Regierung will niedrigere Gebühren: Italiens Banken drohen Einbußen

Regierung will niedrigere Gebühren
Italiens Banken drohen Einbußen

Italiens Banken stehen unter Druck. Der verbraucherfreundliche Kurs der Regierung in Rom könnte die Gewinne der Kreditinstitute nach Analystenschätzungen um bis zu zehn Prozent schmälern. Zwar müssen die neuen Vorschläge noch vom Parlament gebilligt werden. Doch die Richtung ist bereits klar: Die Kunden sollen weniger zahlen.

MAILAND. Noch müssen die neuen Vorschläge des Ministers für wirtschaftliche Entwicklung, Pierluigi Bersani, vom Parlament gebilligt werden, und im endgültigen Gesetzestext wird sicher auch noch die eine oder andere Änderung stehen.
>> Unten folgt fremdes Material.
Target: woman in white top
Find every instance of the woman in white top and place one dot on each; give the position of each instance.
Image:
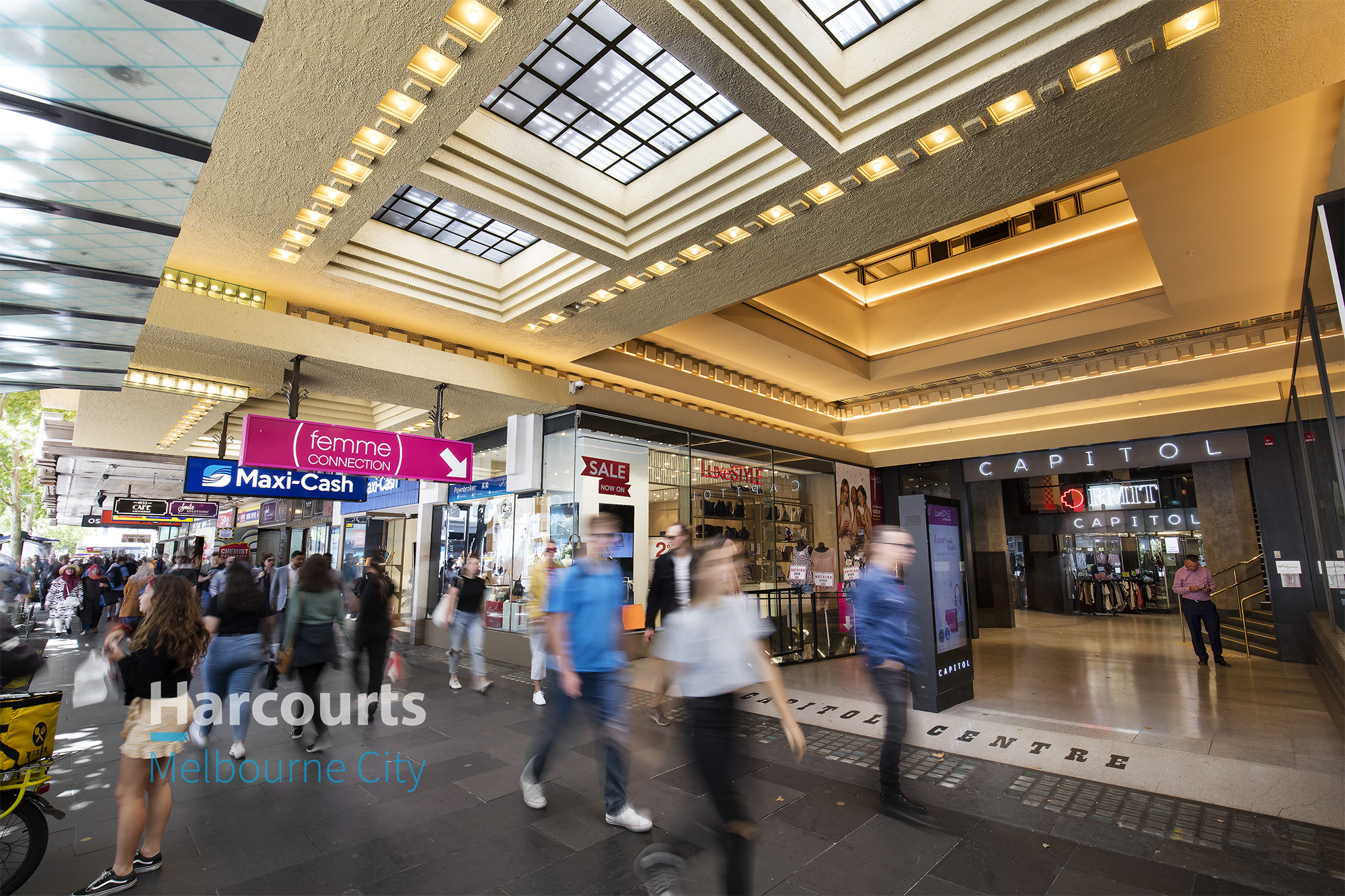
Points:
(716, 646)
Doch die Richtung ist bereits klar: Die Kunden sollen weniger zahlen.

Für Italiens Banken ist es bereits das zweite Mal, dass die Regierung für die Verbraucher Partei ergreift. Im Juli hatte sie verfügt, dass die Banken die Vorteile bei Zinserhöhungen oder -senkungen in gleichem Maße an ihre Kunden weitergeben müssen. Jetzt bessert Minister Bersani innerhalb eines Gesetzespakets zur Liberalisierung und zum Verbraucherschutz nach.
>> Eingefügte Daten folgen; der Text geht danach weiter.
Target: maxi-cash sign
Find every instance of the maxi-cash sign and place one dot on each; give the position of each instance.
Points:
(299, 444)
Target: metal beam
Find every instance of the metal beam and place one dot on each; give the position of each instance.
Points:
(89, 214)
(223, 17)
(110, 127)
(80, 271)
Vor allem zwei Punkte im Gesetzespaket dürften die Banken derzeit beunruhigen: Die Senkung der Zinsen für Dispokredite und kurzfristige Kreditlinien sowie die Abschaffung der Vorfälligkeitsentschädigung bei der vorzeitigen Tilgung von Immobilienkrediten. Allein der Wegfall der Vorfälligkeitsentschädigung könnte die Banken einigen Schätzungen zufolge insgesamt 1,5 Mrd. Euro kosten.

Noch stärker dürfte die Banken die neue Regelung bei den Zinsen für den Höchst-Sollsaldo treffen. Bisher stellen die Banken alle drei Monate den Tag und den Wert fest, an dem ein Dispokredit oder eine kurzfristige Kreditlinie am meisten in Anspruch genommen wurde und berechnen auf dieser Grundlage für die gesamten drei Monate Zinsen, die im Durchschnitt bei 0,75 Prozent liegen. Diese Gebühr, die zu den normalen Zinsen noch hinzukommt, will Bersani nun grundsätzlich abschaffen. Analysten schätzen, dass diese Extra-Zinsen bisher insgesamt 2,6 Mrd. bis drei Mrd. Euro ausmachen.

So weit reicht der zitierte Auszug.